Masjid dengan luas 150 meter persegi
ini dahulu digunakan sebagai tempat syiar Islam yang dilakukan Sunan Gunung
Jati bersama pengikut setianya. Uniknya, masjid yang juga dikenal sebagai
tempat pengesahan Walisongo ini memiliki puluhan mangkuk atau piring bercorak
menarik yang menempel pada dinding-dinding ruangan masjid. Ini merupakan
pengaruh bangunan budaya China dan Eropa, ada sebuah legenda bahwa keramik
Tiongkok itu merupakan bagian dari hadiah kaisar China ketika Sunan Gunung Jati
menikahi putri sang kaisar yang bernama Tan Hong Tien Nio. Adanya hubungan
dengan Tiongkok sejak zaman Wali Songo itu juga ditunjukkan dengan keberadaan
Vihara Dewi Welas Asih, sebuah wihara kuno dengan dominasi warna merah yang
berdiri tak jauh dari masjid. bukan
hanya itu selain dinding yang dihias dengan mangkuk dan piring piring menarik,
masjid merah panjunan juga mempunyai sajadah yang berwarna merah sesuai dengan
nama masjid itu sendiri. Hal ini menjadi keunikan tersendiri bagi bangunan
masjid.
Keunikan
lain dari struktur bangunan adalah bagian atap yang menggunakan genteng tanah warna hitam
dan hingga kini masih dijaga keasliannya. Namun sayangnya, beberapa keramik
yang ada di tembok pagar ada yang sudah dicukil oleh orang-orang yang tidak
bertanggung jawab, terutama yang ada pada bagian pagar temboknya.
Dilihat
dari bangunannya, masjid Merah Panjunan memiliki gaya perpaduan antara budaya
dan agama yaitu Hindu dan Budha karena pada saat itu agama Islam belum terlalu
tersebar. Selain itu dipengaruhi oleh gaya Jawa dan Cina. Berbagai perpaduan
gaya tersebut menjadikan masjid Merah Panjunan ini sangat unik dan menjadi
sebuah daya tarik tersendiri bagi wisatawan.

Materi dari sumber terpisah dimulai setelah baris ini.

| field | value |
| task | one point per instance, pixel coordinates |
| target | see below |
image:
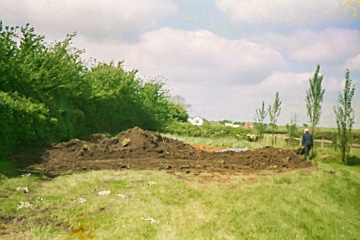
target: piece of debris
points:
(121, 195)
(105, 192)
(126, 142)
(151, 220)
(152, 183)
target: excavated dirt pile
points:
(145, 150)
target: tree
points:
(292, 128)
(274, 113)
(259, 120)
(314, 98)
(345, 118)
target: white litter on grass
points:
(121, 195)
(24, 205)
(26, 175)
(151, 220)
(152, 183)
(39, 199)
(23, 189)
(105, 192)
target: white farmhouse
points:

Terdapat sebuah pagar yang
mengelilingi masjid ini yang terbuat dari susunan bata merah. Pagar tersebut
dibangun pada tahun 1949 oleh Pnembahan Ratu yang juga merupakan seorang cicit
dari Sunan Gunung Jati. Sama halnya bebarengan dengan pembangunan pintu masuk
dengan adanya bangunan candi Bentar dan pintu panel berukir dari jati. Kemudian
pada tahun 1978 dibangun menara yang berada di halaman depan sebelah selatan
masjid oleh beberapa masyarakat disana.
Masjid Merah Panjunan juga pernah
mengalami beberapa kali renovasi dan terakhir dilaksanakan pada tahun 2001
hingga 2002 oleh dinas kebudayaan dan pariwisata provinsi Jawa Barat. Renovasi
tersebut dilakukan dalam penggantian atap sirap masjid Merah Panjunan. Saat ini
masjid tersebut termasuk bangunan dengan ukurannya kecil. Jarak dari atap dan
lantai masjid seperti halnya rumah-rumah tua yang berada di Jawa. Pada bagian
bangunan utama masjid berukuran 25×25 meter dan juga halaman masjid tersebut
tidak terlalu luas. Lantai keramik masjid pun berwarna merah marun serta
gerbang dan dinding juga menggunakan bahan batu bata. Hal tersebut sangat
jarang digunakan karena biasanya bahan batu bata digunakan untuk membangun
candi. Masjid ini juga disokong dengan tiang penyangga yang berjumlah 17
dengan setiap ujungnya terdapat bentuk bintang delapan bunga. Tak hanya itu
saja, mesipun masjid Merah Panjunan ini tidak tergolong megah, namun bagian
interior masjid sangat menarik berhias berbagai hiasan seperti salah satunya
piring keramik yang menempel di dinding masjid.
Menurut Nasiruddin, pengelola Masjid Panjunan, masjid yang memiliki dua ruangan ini hingga sekarang digunakan sebagai tempat ibadah. Masjid ini hanya digunakan untuk salat sehari-hari seperti shalat shubuh, dzuhur, ashar, maghrib, dan juga isya yang dilakukan secara berjamaah.Satu dari dua ruangan hanya dibuka atau digunakan satu kali yakni pada saat peringatan Maulid Nabi, Idul Fitri, dan Idul Adha.
Meski masjid ini terletak di permukiman keturunan Arab, pengaruh budaya Arab terlihat sedikit. Konon, hal ini dilakukan sebagai bentuk pendekatan kultural yang digunakan dalam penyebaran agama Islam. Hingga kini, Masjid Panjunan masuk dalam cagar budaya yang dilindungi dan terus dirawat keasliannya.